掛け声とともに床を蹴る音がして、何か小さなものが跳び上がった。
それは空中で一回転し・・・・・・見事に着地に失敗した。

?? 「にょわ〜〜〜〜〜!!!!!」

ドンガラガッシャーン

それはテーブルと椅子を薙ぎ倒しながら転がっていき、壁に激突して自分で巻き込んだテーブルと椅子に埋もれて沈黙した。

全員 『・・・・・・・・・』

男A 「さあ、表に出ろい!」

男B 「実力の違いを見せてやるよ」

香里 「望むところだわ」

完全に今起こった出来事を全員で無視して、何事もなかったかのように話を進める。

 

?? 「・・・ちょっと待った〜」

 

全員 『??』

再び横合いから、先ほどの騒々しい声とは打って変わって淡々とした声がした。
皆の注目を集めた声の主は、一人の少女だった。
頭の両側に小さなリボンをつけた黒髪の、少し背の高い大人しげな少女。

男C 「な、なんだよ、おまえは?」

少女 「・・・・・・仲裁屋さん?」

少し考えてから少女はそう言う。
しかも質問調で。

少女 「・・・喧嘩の仲裁に来たのです」

男A 「はん?」

少女 「・・・実は私・・・仲間を探しておりまして。
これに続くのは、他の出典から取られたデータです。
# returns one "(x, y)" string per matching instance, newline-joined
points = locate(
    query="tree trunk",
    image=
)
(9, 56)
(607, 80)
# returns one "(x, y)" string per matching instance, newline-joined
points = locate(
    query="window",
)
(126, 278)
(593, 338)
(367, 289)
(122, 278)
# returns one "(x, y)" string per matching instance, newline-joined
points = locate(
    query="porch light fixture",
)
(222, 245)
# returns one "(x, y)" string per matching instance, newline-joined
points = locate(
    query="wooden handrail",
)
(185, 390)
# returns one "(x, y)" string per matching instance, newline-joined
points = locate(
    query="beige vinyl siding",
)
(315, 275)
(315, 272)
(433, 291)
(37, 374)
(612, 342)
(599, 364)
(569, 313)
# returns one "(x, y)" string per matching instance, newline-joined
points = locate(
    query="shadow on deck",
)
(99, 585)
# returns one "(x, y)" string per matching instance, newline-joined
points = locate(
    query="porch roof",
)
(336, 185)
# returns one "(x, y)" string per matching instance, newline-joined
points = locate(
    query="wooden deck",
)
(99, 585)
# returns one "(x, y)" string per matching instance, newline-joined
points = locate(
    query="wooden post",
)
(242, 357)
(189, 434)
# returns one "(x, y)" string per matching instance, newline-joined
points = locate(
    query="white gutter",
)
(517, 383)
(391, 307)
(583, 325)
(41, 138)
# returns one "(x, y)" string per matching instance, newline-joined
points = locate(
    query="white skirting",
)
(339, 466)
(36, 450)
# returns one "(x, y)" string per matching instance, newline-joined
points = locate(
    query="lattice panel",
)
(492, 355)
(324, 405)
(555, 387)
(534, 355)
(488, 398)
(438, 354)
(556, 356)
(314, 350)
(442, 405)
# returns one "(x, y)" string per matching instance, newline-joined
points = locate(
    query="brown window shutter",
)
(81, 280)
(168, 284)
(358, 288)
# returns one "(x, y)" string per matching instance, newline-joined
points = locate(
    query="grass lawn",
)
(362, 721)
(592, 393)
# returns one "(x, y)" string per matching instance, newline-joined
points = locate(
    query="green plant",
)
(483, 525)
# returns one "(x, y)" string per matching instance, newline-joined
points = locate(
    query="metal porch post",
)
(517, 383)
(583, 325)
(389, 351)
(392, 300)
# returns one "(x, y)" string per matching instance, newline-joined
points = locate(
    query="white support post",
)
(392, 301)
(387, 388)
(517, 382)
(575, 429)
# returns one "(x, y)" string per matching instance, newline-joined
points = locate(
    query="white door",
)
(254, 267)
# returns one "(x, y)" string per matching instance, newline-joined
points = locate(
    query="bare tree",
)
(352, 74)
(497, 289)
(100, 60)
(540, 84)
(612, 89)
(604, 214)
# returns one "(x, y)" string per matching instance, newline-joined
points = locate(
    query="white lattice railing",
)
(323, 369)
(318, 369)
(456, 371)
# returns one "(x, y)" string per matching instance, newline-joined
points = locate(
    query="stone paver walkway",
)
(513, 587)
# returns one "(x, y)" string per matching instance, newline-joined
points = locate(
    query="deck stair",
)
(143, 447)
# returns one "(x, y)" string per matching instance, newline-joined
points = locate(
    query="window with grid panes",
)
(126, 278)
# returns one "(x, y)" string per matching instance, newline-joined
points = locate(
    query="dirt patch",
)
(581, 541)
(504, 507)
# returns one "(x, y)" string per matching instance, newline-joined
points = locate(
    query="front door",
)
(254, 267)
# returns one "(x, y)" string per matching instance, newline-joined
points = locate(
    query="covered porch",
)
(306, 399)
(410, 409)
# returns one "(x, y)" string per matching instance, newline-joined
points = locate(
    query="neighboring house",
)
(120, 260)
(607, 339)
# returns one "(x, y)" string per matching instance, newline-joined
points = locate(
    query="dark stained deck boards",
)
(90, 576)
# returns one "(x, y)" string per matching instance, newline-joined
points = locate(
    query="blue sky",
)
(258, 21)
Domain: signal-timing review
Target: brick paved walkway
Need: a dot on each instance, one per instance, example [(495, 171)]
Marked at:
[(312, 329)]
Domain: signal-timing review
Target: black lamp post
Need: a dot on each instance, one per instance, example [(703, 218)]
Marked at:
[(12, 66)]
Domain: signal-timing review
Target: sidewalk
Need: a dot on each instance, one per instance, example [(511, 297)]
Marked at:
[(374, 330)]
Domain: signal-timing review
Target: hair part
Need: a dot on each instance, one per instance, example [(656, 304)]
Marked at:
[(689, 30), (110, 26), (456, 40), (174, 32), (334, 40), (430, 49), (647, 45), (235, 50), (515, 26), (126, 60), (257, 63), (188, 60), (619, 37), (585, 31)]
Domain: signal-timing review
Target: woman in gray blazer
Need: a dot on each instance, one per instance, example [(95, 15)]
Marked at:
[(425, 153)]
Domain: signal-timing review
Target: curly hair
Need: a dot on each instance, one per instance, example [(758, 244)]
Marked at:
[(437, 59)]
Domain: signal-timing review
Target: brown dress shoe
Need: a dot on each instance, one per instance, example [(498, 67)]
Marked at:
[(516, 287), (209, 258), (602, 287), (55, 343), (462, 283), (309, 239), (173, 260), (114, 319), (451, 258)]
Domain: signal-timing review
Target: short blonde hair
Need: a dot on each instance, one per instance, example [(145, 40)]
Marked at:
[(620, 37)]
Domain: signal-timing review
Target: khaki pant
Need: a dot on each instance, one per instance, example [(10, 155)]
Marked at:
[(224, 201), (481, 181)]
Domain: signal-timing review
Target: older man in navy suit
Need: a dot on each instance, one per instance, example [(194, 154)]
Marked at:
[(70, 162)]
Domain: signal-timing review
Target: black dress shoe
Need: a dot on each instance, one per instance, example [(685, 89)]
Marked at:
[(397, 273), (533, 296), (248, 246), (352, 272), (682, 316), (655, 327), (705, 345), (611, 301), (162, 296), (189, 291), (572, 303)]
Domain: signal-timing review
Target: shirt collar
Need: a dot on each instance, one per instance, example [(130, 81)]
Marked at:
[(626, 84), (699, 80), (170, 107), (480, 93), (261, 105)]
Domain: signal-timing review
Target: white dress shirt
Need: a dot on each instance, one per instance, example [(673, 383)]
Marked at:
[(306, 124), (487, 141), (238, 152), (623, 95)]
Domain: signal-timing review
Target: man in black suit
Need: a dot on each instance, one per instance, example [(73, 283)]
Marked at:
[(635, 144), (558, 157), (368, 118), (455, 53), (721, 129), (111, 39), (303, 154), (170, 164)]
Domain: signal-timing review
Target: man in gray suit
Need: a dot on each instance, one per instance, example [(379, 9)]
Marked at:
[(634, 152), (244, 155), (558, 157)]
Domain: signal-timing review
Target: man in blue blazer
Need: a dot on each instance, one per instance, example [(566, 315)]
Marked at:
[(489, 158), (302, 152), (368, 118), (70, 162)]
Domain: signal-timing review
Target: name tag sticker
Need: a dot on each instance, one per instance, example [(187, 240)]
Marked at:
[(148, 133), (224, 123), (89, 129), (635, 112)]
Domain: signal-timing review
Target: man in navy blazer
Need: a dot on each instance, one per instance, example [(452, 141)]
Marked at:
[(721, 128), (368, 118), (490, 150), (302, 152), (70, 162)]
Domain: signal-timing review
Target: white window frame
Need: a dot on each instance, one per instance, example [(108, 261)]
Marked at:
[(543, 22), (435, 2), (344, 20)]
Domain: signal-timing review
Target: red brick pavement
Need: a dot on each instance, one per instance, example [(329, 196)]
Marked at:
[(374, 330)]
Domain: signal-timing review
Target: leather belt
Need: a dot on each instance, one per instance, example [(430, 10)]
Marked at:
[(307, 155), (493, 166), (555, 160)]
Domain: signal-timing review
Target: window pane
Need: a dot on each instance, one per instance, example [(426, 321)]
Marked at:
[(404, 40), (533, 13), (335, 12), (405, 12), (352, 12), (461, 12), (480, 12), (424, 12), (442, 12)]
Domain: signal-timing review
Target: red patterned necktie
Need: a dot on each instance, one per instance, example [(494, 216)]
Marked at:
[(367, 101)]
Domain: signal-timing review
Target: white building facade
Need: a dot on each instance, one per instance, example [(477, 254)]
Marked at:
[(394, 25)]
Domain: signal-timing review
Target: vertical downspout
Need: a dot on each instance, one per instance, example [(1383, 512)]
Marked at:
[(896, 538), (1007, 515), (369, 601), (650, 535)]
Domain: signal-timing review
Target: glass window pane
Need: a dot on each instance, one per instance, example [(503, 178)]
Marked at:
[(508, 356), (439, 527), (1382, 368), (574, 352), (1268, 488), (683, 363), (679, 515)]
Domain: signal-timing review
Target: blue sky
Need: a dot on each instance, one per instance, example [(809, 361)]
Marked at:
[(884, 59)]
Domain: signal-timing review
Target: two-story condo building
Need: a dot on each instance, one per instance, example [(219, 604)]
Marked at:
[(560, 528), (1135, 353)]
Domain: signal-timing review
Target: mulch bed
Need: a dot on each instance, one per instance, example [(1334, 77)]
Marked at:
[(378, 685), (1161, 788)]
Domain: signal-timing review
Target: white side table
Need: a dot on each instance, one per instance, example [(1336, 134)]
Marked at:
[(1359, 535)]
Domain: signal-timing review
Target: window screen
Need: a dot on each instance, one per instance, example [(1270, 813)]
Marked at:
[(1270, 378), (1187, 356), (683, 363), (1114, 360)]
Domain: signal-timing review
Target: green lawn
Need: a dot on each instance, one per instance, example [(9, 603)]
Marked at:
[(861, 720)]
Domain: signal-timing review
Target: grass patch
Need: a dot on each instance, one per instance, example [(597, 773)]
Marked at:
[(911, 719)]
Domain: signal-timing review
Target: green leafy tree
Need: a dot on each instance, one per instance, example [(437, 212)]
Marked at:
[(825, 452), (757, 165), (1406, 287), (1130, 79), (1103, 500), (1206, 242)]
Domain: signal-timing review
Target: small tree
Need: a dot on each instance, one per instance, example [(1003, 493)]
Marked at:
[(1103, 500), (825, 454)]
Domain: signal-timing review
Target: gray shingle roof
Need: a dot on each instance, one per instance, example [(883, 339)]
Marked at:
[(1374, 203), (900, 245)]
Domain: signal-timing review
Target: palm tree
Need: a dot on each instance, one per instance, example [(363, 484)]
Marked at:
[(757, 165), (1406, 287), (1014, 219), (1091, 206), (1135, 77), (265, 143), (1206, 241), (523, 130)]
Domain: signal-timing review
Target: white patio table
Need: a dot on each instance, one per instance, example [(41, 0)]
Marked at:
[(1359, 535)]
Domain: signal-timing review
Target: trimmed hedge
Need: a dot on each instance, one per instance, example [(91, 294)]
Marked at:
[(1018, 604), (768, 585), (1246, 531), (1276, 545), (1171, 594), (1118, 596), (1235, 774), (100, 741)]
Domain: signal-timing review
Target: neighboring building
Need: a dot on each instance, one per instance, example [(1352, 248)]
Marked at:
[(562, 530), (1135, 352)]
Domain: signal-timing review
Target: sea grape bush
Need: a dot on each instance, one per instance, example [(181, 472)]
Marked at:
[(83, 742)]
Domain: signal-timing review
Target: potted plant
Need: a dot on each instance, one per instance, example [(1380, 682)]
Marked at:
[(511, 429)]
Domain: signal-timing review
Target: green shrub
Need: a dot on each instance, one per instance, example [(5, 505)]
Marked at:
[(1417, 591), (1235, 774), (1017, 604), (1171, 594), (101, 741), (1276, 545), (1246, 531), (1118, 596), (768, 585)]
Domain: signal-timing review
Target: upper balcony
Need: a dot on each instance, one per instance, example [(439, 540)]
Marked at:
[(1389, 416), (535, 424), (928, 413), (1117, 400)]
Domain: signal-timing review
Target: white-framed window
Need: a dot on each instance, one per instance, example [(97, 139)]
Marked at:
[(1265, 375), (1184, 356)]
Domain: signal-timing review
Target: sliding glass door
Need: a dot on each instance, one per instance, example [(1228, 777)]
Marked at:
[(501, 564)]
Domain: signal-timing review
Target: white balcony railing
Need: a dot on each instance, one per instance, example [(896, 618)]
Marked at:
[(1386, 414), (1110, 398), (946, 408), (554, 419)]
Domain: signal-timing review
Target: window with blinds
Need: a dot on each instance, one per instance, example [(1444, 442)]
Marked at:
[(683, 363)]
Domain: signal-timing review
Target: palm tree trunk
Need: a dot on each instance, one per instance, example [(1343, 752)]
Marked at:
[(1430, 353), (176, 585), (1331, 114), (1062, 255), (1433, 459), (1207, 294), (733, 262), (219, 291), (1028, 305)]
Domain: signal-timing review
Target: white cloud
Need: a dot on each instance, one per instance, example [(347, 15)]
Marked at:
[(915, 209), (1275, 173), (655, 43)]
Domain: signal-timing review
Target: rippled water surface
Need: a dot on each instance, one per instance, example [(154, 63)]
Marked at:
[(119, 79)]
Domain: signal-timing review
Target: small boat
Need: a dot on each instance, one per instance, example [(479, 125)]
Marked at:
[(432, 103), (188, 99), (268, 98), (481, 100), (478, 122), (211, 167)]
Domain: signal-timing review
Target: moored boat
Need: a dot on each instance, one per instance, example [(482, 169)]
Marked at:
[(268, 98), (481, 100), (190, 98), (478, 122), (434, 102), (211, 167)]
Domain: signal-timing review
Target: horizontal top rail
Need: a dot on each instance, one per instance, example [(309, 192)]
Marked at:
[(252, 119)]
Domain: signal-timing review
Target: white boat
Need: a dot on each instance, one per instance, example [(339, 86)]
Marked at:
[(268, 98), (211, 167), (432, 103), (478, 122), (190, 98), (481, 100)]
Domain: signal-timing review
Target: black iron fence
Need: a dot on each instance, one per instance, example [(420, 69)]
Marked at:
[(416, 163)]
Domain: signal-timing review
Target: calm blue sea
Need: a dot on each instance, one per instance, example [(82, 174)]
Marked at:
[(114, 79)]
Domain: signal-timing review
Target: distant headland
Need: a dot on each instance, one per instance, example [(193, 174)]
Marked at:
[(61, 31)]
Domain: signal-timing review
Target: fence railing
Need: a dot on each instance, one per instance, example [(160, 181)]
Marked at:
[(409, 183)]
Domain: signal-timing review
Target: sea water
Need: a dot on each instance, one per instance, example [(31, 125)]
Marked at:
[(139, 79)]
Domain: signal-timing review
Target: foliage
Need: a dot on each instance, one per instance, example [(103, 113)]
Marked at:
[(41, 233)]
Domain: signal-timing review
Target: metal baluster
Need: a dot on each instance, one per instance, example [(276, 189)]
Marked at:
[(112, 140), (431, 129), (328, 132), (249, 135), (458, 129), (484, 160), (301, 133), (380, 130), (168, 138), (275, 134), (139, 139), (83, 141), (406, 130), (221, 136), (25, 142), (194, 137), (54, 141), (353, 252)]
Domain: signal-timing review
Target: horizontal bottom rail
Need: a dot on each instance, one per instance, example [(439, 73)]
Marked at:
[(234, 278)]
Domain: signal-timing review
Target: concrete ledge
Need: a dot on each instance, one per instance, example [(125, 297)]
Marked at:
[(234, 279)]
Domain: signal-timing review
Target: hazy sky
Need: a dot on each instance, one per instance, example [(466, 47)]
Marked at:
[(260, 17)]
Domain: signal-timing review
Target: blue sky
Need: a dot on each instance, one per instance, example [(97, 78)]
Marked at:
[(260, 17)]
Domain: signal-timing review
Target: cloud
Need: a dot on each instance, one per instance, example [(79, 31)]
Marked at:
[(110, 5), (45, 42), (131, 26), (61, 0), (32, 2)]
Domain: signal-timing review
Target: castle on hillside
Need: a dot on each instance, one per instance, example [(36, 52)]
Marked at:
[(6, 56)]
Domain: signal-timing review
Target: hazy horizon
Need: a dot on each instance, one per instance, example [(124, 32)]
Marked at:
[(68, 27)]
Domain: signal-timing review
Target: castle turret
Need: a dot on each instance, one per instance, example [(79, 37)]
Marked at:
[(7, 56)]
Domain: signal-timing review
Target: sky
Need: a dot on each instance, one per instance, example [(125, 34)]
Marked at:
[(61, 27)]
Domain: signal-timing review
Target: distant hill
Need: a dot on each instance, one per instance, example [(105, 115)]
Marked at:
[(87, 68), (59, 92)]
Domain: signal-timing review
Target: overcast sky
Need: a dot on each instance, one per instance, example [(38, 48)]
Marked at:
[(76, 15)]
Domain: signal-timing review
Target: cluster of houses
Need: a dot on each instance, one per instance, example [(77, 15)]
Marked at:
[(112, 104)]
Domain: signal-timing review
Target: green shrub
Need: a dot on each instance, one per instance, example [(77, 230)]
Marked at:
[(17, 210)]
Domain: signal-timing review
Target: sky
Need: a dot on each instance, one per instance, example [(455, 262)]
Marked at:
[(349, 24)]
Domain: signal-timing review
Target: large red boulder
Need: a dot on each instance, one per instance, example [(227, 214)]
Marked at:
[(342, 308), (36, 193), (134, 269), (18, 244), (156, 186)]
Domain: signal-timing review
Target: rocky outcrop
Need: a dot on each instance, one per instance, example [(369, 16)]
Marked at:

・・・一緒に旅をしてくださる戦士系の方を」

男B 「だ、だから何だよ?」

少女 「・・・そちらの方々が、魔法使い系の仲間を探していると聞き及びました」

名雪 「え、じゃあ、わたし達の仲間になってくれるの?」

少女 「・・・・・・そちらがよろしければ」

名雪 「わたしはおっけ〜だよ〜。ね、香里、北川君」

潤 「おう。俺は美人さんなら尚オッケーだぜ」

香里 「・・・あたしは簡単には認めないわよ」

名雪 「え〜?」

不満げというわけではなさそうだが、香里はその少女を仲間にすることを渋っていた。
品定めをするように少女のことを観察する。
とりあえずわかったことは、魔導師系であるらしいことと、名雪と同等以上の天然系らしいということだった。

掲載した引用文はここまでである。